Obamacare: Will Mandates for Doctors Come Next?
Central planning is replacing individual choice.
Foust has slammed his opponent, Republican Del. Barbara Comstock, for her opposition to expansion. He has spoken of the need to “make health care available to 400,000 Virginians,” insisting it is “the right thing to do.”
Foust’s wife, Dr. Marilyn Jerome, practices with Foxhall OB/GYN in northwest Washington, D.C. Six of its physicians made Washingtonian magazine’s list of “Top Docs,” and one of them—Nichole Pardo—was featured on the cover. Not too shabby.
The practice is notable for another reason as well: It doesn’t accept Medicaid patients.
This draws attention to an under-covered aspect of the debate over Medicaid expansion. While advocates speak of it as “making health care available” to the needy, what it really does is make coverage, rather than care, available to them. A newly enrolled Medicaid patient can get the money to pay a doctor. But can she get the doctor to take it?
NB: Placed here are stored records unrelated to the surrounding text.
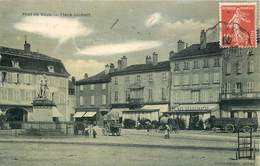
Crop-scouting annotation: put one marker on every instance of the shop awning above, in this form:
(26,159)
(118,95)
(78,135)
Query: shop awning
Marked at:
(118,111)
(252,108)
(161,107)
(56,112)
(79,114)
(89,114)
(196,108)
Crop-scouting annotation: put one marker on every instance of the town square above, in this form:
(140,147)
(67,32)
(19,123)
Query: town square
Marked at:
(129,83)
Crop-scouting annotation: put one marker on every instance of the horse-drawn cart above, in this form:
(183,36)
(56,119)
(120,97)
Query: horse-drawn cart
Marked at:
(111,124)
(111,127)
(234,124)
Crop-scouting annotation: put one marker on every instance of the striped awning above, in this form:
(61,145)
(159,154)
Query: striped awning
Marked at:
(196,108)
(79,114)
(89,114)
(161,107)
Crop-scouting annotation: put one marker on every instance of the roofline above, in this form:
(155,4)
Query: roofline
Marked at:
(181,57)
(31,57)
(140,71)
(33,71)
(89,82)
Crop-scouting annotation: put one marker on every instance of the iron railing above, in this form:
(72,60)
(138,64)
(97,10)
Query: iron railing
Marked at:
(240,95)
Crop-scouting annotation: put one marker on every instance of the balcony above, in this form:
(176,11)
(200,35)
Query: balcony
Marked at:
(240,95)
(136,102)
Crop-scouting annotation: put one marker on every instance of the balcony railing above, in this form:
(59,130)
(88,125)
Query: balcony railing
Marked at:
(136,102)
(240,95)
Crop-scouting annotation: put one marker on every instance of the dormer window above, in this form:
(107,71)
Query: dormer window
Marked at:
(15,64)
(51,69)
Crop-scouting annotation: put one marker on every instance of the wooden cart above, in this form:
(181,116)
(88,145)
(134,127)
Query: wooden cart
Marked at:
(111,127)
(234,124)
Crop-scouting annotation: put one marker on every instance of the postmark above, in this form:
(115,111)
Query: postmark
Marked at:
(238,25)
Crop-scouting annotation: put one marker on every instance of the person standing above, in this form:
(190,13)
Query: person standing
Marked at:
(167,132)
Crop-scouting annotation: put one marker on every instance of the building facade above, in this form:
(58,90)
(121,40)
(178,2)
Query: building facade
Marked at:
(93,96)
(240,95)
(21,72)
(72,97)
(143,85)
(196,81)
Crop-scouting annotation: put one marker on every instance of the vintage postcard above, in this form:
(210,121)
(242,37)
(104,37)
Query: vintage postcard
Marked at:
(126,82)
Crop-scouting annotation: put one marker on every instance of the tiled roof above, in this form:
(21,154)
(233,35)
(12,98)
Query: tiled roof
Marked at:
(194,50)
(98,78)
(31,62)
(141,68)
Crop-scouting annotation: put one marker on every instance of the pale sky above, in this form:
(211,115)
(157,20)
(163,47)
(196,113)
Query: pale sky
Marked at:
(107,31)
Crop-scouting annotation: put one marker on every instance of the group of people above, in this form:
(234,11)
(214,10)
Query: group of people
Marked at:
(90,131)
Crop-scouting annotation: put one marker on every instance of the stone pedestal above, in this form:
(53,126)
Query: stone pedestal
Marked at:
(42,110)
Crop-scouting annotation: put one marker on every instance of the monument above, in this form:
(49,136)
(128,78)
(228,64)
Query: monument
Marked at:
(44,108)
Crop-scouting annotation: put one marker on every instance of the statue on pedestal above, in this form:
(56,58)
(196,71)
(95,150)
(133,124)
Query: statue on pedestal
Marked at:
(43,93)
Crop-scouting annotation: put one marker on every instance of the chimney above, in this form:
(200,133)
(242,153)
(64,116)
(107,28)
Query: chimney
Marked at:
(148,59)
(112,68)
(124,62)
(171,54)
(107,68)
(86,75)
(258,35)
(203,39)
(181,45)
(27,47)
(119,64)
(155,58)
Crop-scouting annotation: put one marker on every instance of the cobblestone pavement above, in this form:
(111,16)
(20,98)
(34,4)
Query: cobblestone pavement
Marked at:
(134,147)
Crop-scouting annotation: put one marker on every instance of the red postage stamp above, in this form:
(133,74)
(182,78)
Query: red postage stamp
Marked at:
(238,25)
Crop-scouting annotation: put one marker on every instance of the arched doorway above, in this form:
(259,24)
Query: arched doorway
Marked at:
(15,117)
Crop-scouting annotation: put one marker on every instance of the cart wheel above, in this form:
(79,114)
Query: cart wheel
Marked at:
(104,131)
(246,129)
(229,128)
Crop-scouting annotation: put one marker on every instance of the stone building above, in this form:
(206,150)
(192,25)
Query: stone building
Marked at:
(145,86)
(240,96)
(196,80)
(72,97)
(93,96)
(20,74)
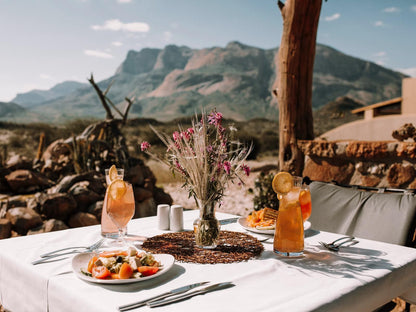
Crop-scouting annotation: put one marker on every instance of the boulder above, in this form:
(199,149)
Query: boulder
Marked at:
(83,195)
(26,181)
(23,219)
(82,219)
(49,226)
(5,228)
(18,162)
(56,206)
(328,170)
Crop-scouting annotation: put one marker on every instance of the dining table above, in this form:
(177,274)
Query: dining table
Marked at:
(356,278)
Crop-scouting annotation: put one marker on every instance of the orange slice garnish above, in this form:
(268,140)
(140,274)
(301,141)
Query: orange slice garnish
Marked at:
(117,189)
(112,173)
(282,183)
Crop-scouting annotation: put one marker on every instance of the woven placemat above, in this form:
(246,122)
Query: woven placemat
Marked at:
(232,247)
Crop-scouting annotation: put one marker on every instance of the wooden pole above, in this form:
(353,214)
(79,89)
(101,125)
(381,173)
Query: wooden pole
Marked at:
(294,79)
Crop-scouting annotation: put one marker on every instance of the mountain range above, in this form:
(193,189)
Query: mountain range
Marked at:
(177,81)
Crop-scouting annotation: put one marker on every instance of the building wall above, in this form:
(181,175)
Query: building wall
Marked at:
(376,129)
(409,96)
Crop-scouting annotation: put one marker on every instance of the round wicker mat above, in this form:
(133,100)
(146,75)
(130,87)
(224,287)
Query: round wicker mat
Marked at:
(232,247)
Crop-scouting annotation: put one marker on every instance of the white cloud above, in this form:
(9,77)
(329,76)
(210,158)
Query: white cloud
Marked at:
(380,54)
(117,25)
(167,36)
(409,71)
(45,76)
(391,10)
(97,53)
(332,17)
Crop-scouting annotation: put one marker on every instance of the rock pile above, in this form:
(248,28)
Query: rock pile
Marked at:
(50,197)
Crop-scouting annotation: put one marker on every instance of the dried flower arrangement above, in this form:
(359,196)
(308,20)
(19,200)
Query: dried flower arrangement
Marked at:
(206,158)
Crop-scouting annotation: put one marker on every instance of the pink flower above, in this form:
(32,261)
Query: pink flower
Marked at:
(227,167)
(215,118)
(145,146)
(246,169)
(176,136)
(185,135)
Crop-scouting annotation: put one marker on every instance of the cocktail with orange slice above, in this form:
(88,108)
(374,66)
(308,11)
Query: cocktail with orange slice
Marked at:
(289,236)
(108,228)
(120,204)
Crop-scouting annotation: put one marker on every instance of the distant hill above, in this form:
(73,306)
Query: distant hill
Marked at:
(13,112)
(334,114)
(177,81)
(35,97)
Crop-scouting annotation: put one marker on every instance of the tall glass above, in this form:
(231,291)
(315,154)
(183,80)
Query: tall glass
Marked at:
(305,201)
(120,208)
(289,236)
(108,228)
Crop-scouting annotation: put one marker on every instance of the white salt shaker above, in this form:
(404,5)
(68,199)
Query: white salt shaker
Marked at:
(176,218)
(163,216)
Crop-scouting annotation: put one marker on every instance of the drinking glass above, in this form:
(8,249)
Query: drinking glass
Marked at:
(120,209)
(305,201)
(289,236)
(108,228)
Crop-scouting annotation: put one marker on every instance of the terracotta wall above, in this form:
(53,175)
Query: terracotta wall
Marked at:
(368,163)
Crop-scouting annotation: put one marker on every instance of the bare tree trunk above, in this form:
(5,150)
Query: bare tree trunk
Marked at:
(294,80)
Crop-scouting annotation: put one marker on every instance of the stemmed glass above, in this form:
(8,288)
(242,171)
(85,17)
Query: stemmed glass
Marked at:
(120,205)
(108,228)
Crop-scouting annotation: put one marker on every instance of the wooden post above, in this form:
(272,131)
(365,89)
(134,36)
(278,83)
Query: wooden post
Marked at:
(294,79)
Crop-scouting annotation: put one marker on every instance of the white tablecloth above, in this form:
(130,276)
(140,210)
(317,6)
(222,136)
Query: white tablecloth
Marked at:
(358,278)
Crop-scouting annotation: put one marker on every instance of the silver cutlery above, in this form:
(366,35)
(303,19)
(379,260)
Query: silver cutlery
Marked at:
(93,247)
(204,290)
(173,292)
(59,252)
(336,244)
(228,221)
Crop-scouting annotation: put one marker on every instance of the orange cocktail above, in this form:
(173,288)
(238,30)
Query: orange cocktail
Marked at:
(289,236)
(305,202)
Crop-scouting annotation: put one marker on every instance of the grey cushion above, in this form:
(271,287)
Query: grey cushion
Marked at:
(384,217)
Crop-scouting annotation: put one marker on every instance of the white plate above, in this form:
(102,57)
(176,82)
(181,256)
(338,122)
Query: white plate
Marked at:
(243,222)
(80,261)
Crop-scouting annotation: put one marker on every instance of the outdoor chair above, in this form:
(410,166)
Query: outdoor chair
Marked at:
(386,217)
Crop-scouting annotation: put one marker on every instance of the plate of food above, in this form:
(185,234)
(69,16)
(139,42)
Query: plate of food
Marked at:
(120,267)
(256,222)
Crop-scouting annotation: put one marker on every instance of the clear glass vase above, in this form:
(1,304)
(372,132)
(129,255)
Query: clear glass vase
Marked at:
(206,227)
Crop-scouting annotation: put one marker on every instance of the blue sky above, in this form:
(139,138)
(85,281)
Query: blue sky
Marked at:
(45,42)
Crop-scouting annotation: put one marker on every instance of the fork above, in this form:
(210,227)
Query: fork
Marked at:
(341,241)
(58,252)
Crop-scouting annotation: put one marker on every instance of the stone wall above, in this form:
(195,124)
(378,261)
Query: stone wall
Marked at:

On his website, Foust blasts insurance companies that “hiked insurance premiums and gouged consumers. … Insurance companies denied care to those with pre-existing conditions … and refused coverage to those who needed it most. … We cannot go back to the days when insurance companies could arbitrarily … deny coverage.” In a commentary on the Foxhall practice’s website, Dr. Jerome praises the Affordable Care Act—particularly because now “women cannot be denied insurance” and because the plan’s standards mandate coverage for a wide variety of treatments.
Doctors, however, can operate under a much different set of standards. They can deny care all they want. Statewide, roughly one in five physicians will not accept new Medicaid patients—usually because Medicaid pays only two-thirds as much as private insurance does, on average.